Stefan Kottwitz, Mitglied des Vorstands der Fahrlehrerversicherung, hatte den Teilnehmern der Mitgliederversammlung die aktuellen Zahlen den Branchenversicheres mit nach Hamburg gebracht. Die Anzahl der Kunden der Versicherung ist im vergangenen Jahr gesunken (um 1,5 Prozent), beim Vertragsbestand hingegen gab es ein leichtes Plus (um 0,2 Prozent). „Die Anzahl der Schäden lag auf Vorjahresniveau“, sagte Kottwitz. Sorgen bereitet der Versicherung weiterhin das Kapitalanlage-Ergebnis – ein Trend, der dem Markt und der Zinsentwicklung geschuldet ist. Insgesamt erwartet die Fahrlehrerversicherung für das Jahr 2017 ein leicht positives Jahresergebnis. Konkret: 700.000 Euro Gewinn, der komplett ins Eigenkapital der Versicherung fließt. „Wir sind sehr gut für die Zukunft aufgestellt“, fasste Kottwitz zusammen.

Bernd Nentwig präsentierte den Hamburger Fahrlehrern Neuigkeiten von Audi.
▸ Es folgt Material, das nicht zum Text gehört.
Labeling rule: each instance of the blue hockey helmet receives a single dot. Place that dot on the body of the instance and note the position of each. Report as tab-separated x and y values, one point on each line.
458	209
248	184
Im Fokus stand unter anderem der Audi A8 – zwar kein klassisches Fahrschulauto, aber der Technologieträger des Konzerns. „Das Fahrzeug hat 41 Assistenzsysteme, die nach und nach auch in die Fahrzeuggruppen darunter ausgespielt werden“, sagte Nentwig. Zudem setze das Fahrzeug Maßstäbe beim Thema Automatisiertes Fahren. Der Audi A6, der Audi A1 und der Audi Q3 werden im Herbst in den Markt eingeführt.

Mit einem sehr zukunftsträchtigen Thema beschäftigten sich die Mitglieder zum Abschluss des Tages: Wie soll die Mitgliederversammlung der Zukunft aussehen? Fakt ist, stellte die Vorsitzende Sabine Darjus fest: „Es wird immer schwieriger, Aussteller zu finden und eine solche Veranstaltung wie hier in Hamburg zu stemmen.“ Sie stellte eine Initiative der „Nordverbände“ vor (Niedersachsen, Schleswig-Holstein, Mecklenburg-Vorpommern, Bremen, Hamburg), die in Zukunft in vielen Bereichen gemeinsame Sache machen wollen. „Wir wollen im Fortbildungsbereich enger zusammenrücken“, kündigte Darjus an. Konkret bedeutet das: Ein gemeinsamer Fortbildungskalender schon im kommenden Jahr. Auch wollen die fünf Verbände einige Informationen auf ihren Homepages bündeln.

Über die wichtigste Neuerung im Rahmen der geplanten Zusammenarbeit mussten die Mitglieder entscheiden: Sollen die Nordverbände statt einzelner Mitgliederversammlungen eine große Veranstaltung aller fünf Verbände planen, auf der es einen gemeinsamen Teil und eine gemeinsame Ausstellung gibt? Die nach Satzung vorgeschriebenen eigenen Versammlungen der fünf Verbände würden dann danach oder davor parallel in separaten Räumen stattfinden. Die Mitgliederversammlung soll wie bisher an einem Samstag über die Bühne gehen. Zusätzlich ist angedacht, den Mitgliedern am Vortag einen attraktive Veranstaltung zu bieten.

In der Diskussion um die neue Form der Mitgliederversammlung wurde über die längere Anreise diskutiert und die Frage gestellt, ob die lokale Politik den Weg in ein anderes Bundesland antreten würde. Auf der Pro-Seite standen die bessere Basis für eine große Ausstellung für dann 600 bis 700 Fahrlehrer, niedrigere Kosten, die Möglichkeit, hochkarätige Redner zu gewinnen und der Austausch mit Kollegen aus anderen Bundesländern. Nach der Diskussion waren sich alle Mitglieder des Fahrlehrerverbandes dann einig: Einstimmig (mit einer Enthaltung) beschlossen die Fahrlehrer, dass sich der Vorstand für eine gemeinsame Mitgliederversammlung der fünf Verbände schon im Jahr 2019 stark machen soll.